The Council of Ministers has once again executed its most practiced ritual: rubber-stamping a staggering 2.33 trillion Birr draft budget for the upcoming fiscal year with a unanimous, unquestioning show of hands. Passing a fiscal package that ventures this deep into the trillions requires more than mere administrative compliance; it demands rigorous macroeconomic justification. Yet, as the draft heads to Parliament, the official narrative surrounding this astronomical figure feels less like a grounded fiscal strategy and more like a carefully manicured public relations campaign.
The administration’s rhetoric is predictably triumphant. Officials assure the public that the economy is successfully "extricating itself" from structural crises and that the foundations of the state are "strengthening significantly" under the current macroeconomic reform framework.

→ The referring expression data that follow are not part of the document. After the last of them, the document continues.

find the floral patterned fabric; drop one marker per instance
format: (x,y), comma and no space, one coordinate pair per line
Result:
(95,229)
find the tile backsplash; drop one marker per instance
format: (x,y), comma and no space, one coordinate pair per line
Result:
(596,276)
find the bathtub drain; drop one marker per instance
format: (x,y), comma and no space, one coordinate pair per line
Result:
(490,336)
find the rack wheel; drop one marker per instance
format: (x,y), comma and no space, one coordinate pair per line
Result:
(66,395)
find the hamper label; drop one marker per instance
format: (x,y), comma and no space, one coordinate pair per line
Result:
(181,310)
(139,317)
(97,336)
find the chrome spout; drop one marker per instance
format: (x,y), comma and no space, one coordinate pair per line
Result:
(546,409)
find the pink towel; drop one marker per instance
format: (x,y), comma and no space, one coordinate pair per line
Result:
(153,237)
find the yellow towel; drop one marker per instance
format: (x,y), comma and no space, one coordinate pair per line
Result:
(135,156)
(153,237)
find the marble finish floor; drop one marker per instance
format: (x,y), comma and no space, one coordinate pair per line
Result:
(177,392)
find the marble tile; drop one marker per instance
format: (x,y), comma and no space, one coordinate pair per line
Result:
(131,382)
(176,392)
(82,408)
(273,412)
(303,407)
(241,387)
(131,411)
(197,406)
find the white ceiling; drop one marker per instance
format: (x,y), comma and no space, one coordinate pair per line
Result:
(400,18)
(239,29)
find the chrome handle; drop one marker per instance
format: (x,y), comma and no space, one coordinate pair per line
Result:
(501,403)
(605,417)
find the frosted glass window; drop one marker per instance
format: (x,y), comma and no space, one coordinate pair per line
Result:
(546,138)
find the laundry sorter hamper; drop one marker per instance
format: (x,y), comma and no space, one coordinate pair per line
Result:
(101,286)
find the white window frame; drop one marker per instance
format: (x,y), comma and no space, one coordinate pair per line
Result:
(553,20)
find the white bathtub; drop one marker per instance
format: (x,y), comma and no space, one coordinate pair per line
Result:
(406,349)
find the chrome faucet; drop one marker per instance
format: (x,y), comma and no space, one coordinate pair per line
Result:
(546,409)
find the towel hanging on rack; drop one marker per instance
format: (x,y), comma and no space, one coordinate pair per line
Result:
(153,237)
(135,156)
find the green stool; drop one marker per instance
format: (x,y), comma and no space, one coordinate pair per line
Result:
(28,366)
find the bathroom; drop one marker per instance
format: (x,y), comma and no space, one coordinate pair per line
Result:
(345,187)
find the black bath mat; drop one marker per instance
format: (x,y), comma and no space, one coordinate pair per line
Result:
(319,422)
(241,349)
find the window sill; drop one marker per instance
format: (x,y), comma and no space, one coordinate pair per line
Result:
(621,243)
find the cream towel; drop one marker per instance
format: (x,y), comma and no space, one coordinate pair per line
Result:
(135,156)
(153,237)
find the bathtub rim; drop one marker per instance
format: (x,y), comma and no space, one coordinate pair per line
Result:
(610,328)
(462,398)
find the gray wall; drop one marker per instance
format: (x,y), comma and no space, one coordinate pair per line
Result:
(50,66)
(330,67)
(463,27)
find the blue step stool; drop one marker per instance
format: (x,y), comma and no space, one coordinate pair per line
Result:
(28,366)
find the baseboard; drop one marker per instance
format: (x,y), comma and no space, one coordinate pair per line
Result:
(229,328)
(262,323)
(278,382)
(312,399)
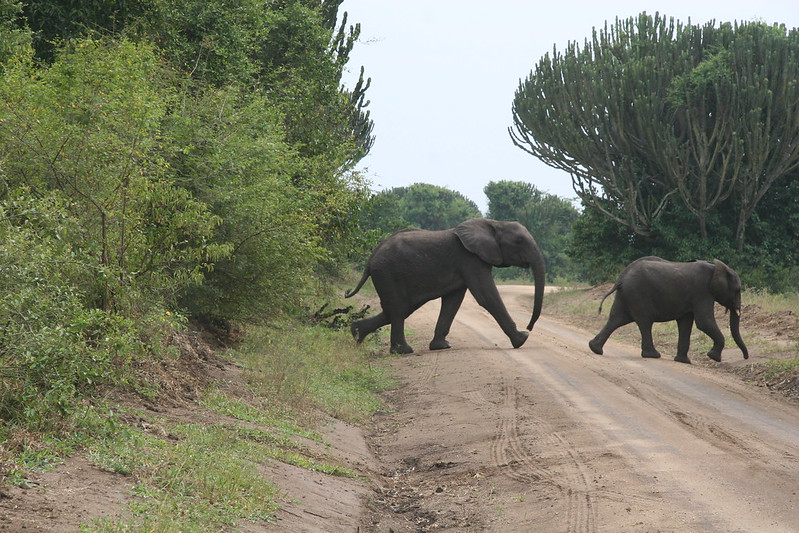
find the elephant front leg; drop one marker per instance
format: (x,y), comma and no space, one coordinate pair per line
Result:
(618,317)
(707,323)
(488,297)
(450,303)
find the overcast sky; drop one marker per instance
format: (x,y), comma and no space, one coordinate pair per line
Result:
(444,73)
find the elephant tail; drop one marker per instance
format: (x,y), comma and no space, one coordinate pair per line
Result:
(611,291)
(353,292)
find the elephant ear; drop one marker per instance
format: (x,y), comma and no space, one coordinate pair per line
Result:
(724,284)
(478,235)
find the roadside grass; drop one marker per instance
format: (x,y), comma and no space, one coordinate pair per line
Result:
(320,370)
(195,477)
(207,472)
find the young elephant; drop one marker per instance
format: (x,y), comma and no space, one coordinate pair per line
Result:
(652,289)
(415,266)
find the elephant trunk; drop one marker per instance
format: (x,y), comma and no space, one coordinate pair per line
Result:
(539,268)
(735,320)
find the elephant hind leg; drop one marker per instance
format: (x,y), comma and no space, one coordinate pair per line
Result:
(647,344)
(361,328)
(618,318)
(684,325)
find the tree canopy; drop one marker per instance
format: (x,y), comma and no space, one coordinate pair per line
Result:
(651,113)
(161,160)
(549,219)
(420,205)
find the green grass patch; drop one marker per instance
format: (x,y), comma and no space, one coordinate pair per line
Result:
(313,368)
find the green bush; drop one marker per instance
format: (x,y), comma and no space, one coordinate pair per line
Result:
(53,350)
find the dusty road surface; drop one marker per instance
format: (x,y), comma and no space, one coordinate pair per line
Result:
(552,438)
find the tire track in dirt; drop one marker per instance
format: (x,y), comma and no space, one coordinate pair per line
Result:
(570,478)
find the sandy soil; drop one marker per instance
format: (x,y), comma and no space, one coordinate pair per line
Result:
(552,438)
(548,438)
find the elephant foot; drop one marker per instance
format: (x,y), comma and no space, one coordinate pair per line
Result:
(439,344)
(595,346)
(401,349)
(356,332)
(519,338)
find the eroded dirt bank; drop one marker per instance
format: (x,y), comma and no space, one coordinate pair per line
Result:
(550,437)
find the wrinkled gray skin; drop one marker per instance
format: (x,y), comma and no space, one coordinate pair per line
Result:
(652,289)
(415,266)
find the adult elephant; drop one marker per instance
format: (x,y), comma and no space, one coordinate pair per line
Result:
(652,289)
(414,266)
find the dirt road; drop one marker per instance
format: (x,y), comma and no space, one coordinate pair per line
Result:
(552,438)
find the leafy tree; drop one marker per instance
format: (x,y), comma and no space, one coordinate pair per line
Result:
(87,130)
(423,206)
(650,113)
(548,218)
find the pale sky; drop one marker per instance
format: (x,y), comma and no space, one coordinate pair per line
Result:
(444,73)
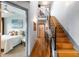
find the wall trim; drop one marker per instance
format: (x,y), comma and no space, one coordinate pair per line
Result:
(76,46)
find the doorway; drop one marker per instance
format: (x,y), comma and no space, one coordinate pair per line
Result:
(15,30)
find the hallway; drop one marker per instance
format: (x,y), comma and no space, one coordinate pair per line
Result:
(42,47)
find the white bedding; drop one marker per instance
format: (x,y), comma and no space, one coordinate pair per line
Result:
(8,42)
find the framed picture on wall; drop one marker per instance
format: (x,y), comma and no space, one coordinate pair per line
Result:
(17,23)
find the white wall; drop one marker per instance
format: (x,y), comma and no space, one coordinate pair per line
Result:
(32,17)
(67,14)
(8,24)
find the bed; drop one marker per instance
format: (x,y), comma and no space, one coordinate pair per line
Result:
(8,42)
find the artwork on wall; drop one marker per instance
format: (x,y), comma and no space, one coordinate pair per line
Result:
(17,23)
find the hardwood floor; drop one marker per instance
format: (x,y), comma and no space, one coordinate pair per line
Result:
(42,47)
(63,45)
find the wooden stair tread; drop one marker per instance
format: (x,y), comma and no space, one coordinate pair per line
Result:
(68,53)
(64,46)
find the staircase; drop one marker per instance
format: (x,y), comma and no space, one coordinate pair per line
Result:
(64,47)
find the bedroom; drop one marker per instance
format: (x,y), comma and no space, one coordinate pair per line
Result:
(13,30)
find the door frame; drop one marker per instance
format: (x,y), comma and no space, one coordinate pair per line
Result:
(26,10)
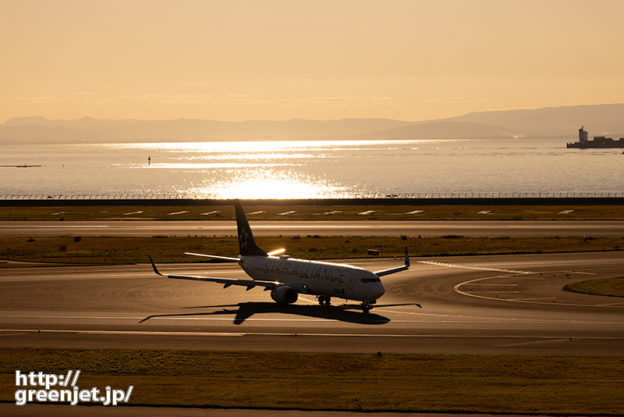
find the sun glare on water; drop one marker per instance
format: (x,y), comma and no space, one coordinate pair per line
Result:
(265,184)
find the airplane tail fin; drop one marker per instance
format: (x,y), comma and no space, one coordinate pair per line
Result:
(246,242)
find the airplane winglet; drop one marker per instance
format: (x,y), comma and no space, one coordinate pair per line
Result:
(154,266)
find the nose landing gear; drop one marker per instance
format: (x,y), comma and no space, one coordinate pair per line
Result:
(366,306)
(324,300)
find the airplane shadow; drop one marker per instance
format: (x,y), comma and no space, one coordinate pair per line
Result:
(249,309)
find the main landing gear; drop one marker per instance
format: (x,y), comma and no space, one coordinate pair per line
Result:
(324,300)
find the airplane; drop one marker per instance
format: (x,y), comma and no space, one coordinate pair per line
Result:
(288,277)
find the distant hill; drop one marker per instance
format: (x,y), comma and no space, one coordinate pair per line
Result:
(444,129)
(559,122)
(86,130)
(602,119)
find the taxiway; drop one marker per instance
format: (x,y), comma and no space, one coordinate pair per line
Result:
(490,304)
(326,228)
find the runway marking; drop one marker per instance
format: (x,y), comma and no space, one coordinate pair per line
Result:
(497,285)
(478,268)
(457,289)
(239,334)
(498,292)
(539,342)
(46,226)
(620,303)
(538,298)
(579,273)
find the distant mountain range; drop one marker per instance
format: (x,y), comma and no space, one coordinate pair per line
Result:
(555,122)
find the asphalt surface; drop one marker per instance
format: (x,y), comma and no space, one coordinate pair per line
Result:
(327,228)
(69,411)
(494,304)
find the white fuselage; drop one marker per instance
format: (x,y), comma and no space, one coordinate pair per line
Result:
(314,277)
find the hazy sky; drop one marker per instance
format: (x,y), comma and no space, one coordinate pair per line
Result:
(269,59)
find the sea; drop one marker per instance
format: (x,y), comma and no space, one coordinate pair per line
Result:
(310,169)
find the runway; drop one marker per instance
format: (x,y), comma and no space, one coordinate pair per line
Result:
(491,304)
(326,228)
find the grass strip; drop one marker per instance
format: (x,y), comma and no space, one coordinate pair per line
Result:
(338,381)
(110,250)
(606,286)
(318,212)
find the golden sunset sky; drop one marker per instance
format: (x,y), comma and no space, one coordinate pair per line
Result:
(275,60)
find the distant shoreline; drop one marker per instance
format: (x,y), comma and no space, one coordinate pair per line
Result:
(520,201)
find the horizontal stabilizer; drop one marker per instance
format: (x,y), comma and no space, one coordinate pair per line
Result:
(221,258)
(249,283)
(405,267)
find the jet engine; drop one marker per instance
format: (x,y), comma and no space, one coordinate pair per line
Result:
(284,295)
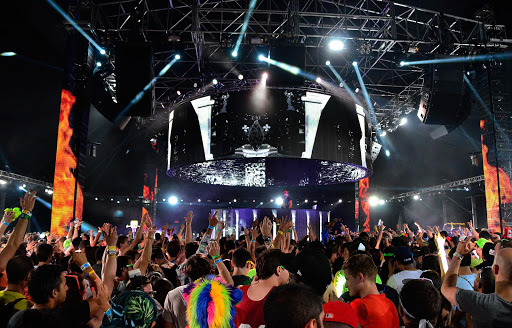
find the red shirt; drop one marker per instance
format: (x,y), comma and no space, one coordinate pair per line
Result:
(376,311)
(249,313)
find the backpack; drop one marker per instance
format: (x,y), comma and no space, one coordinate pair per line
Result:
(7,310)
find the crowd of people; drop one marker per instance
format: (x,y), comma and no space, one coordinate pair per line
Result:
(383,278)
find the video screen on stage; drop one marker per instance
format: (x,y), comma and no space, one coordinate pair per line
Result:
(266,137)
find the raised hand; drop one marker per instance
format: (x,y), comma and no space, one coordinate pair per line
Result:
(28,201)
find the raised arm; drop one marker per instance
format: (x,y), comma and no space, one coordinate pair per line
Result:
(16,238)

While optimism is a political necessity, wrapping a massive, potentially inflationary budget in a blanket of unearned economic victory is a dangerous gamble.
A closer look at the numbers reveals a stark disconnect from the realities on the ground:
The Council credits the ongoing macroeconomic overhaul with creating a stable launchpad for this budget. However, for the average Ethiopian citizen and the struggling private sector, these "reforms" have felt less like stabilization and more like an aggressive assault on purchasing power. Severe currency depreciation, skyrocketing import costs, and systemic supply-chain bottlenecks have fueled rampant domestic inflation. Injecting over 2.3 trillion Birr into an economy already suffocating under a punishing cost-of-living crisis is akin to throwing fuel on a monetary fire.
A massive portion of this budget is earmarked for recurrent expenditures—the staggering cost of running an ever-expanding, highly bureaucratic government machinery—alongside regional subsidies. When capital expenditure, which actually builds infrastructure and generates long-term productivity, is overshadowed by the sheer cost of keeping the administrative lights on, the budget ceases to be an instrument of economic transformation. Instead, it becomes a survival mechanism for the state apparatus.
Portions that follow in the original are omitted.